Privacy and Security Issues with the IoT

The Internet of Things is growing every day and opening up exciting possibilities for consumers. Among some of the more recent innovations: a leak detector which helps you avoid water damage, a sensor for your garden which alerts consumers to the need for water or fertilizer, the television that doubles as a controller for your home automation devices, etc. But the more connected we become, the more possibilities there are for privacy and security issues with the Internet of Things.

You’ve probably already heard some of the stories of security breaches. Hacker-researchers have tested their abilities against smart products and found ways to hijack nearly anything, including smart cars, video cameras, kitchen appliances, home security systems, and even medical devices. But the malicious hackers are at work, too. A few years back, spammers were able to compromise a smart refrigerator to send out approximately 750,000 junk messages. In 2015, cyber criminals shut down an entire power grid in the Ukraine, leaving over 230,000 people without power in the middle of winter. Just last year, a family in Washington discovered a hacker was using their baby monitor to spy on, and speak to, their 3-year old son.
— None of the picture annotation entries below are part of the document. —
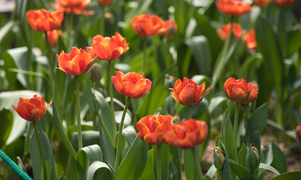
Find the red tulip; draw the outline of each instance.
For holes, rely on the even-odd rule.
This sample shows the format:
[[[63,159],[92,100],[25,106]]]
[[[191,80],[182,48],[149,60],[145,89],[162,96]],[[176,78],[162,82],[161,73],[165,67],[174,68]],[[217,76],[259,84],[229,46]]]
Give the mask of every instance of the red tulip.
[[[163,20],[156,15],[144,14],[134,16],[130,24],[135,32],[142,37],[161,34],[166,30]]]
[[[222,29],[218,28],[216,30],[216,32],[218,37],[224,41],[226,40],[229,36],[230,29],[233,31],[235,40],[239,40],[240,37],[241,37],[241,35],[244,33],[244,30],[241,30],[240,25],[235,22],[233,22],[232,25],[230,23],[227,24],[222,24],[221,27]]]
[[[164,133],[171,130],[173,118],[168,116],[147,116],[139,120],[136,127],[137,135],[148,144],[160,144],[164,140]]]
[[[64,14],[60,11],[51,12],[41,9],[29,10],[26,18],[34,30],[45,32],[59,28],[64,19]]]
[[[241,16],[252,9],[250,4],[237,0],[219,0],[215,2],[216,7],[227,15]]]
[[[116,59],[129,49],[129,43],[118,32],[111,38],[97,35],[93,38],[92,42],[92,46],[87,47],[87,50],[98,60]]]
[[[17,107],[13,105],[13,108],[24,120],[30,122],[37,122],[40,120],[45,114],[47,108],[52,102],[52,100],[48,105],[46,106],[43,96],[38,97],[37,95],[35,95],[30,99],[20,98]]]
[[[148,92],[152,82],[142,75],[134,72],[124,74],[116,71],[116,76],[112,77],[112,82],[121,95],[133,98],[140,98]]]
[[[76,47],[72,48],[70,54],[65,53],[62,50],[59,56],[57,54],[57,58],[60,66],[58,68],[68,74],[73,76],[89,72],[94,60],[90,53]]]
[[[205,90],[205,82],[197,86],[196,83],[191,79],[190,82],[186,77],[184,78],[183,82],[178,79],[175,82],[174,88],[170,88],[172,90],[172,97],[183,105],[193,105],[198,104],[202,100],[203,97],[207,95],[212,86]]]
[[[237,102],[246,100],[249,94],[248,84],[243,78],[229,78],[224,83],[224,90],[230,100]]]
[[[203,142],[208,136],[208,126],[203,121],[188,120],[172,126],[165,132],[165,140],[181,149],[188,149]]]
Privacy is also becoming a bigger issue with the advent of home assistants like Amazon Echo and Google Home. For instance, the Echo is designed to record conversations, beginning the moment before their “wake word” (“Alexa”) is spoken, to the point where they complete the task or answer the question asked of them. The device is constantly “listening” for the activation word. However, consumer tests have shown that the Echo can sometimes hear wrong; thus, a misspoken word could activate it and prompt a recording without the immediate knowledge of the owner. Because of this, some wonder what other personal conversations their home assistant might be overhearing, and how private those recordings actually are. In fact, authorities in an Arkansas murder case have petitioned for the voice recordings from the suspect’s Amazon Echo account to listen for evidence. While Amazon initially refused to comply with the demand, the suspect’s defense team recently agreed to provide the recordings. Users can keep accidental recordings from happening by activating the mute feature on the Echo or disabling voice recording on Google Home. Of course, this also prevents the units from doing their main function: answering your voice commands.

Managing privacy and security issues with the Internet of Things is naturally a priority for manufacturers, but the genre is growing at an explosive rate, and hackers are constantly working to circumvent security measures. Consumers must take steps to address the security vulnerabilities within the products they choose to bring into their homes.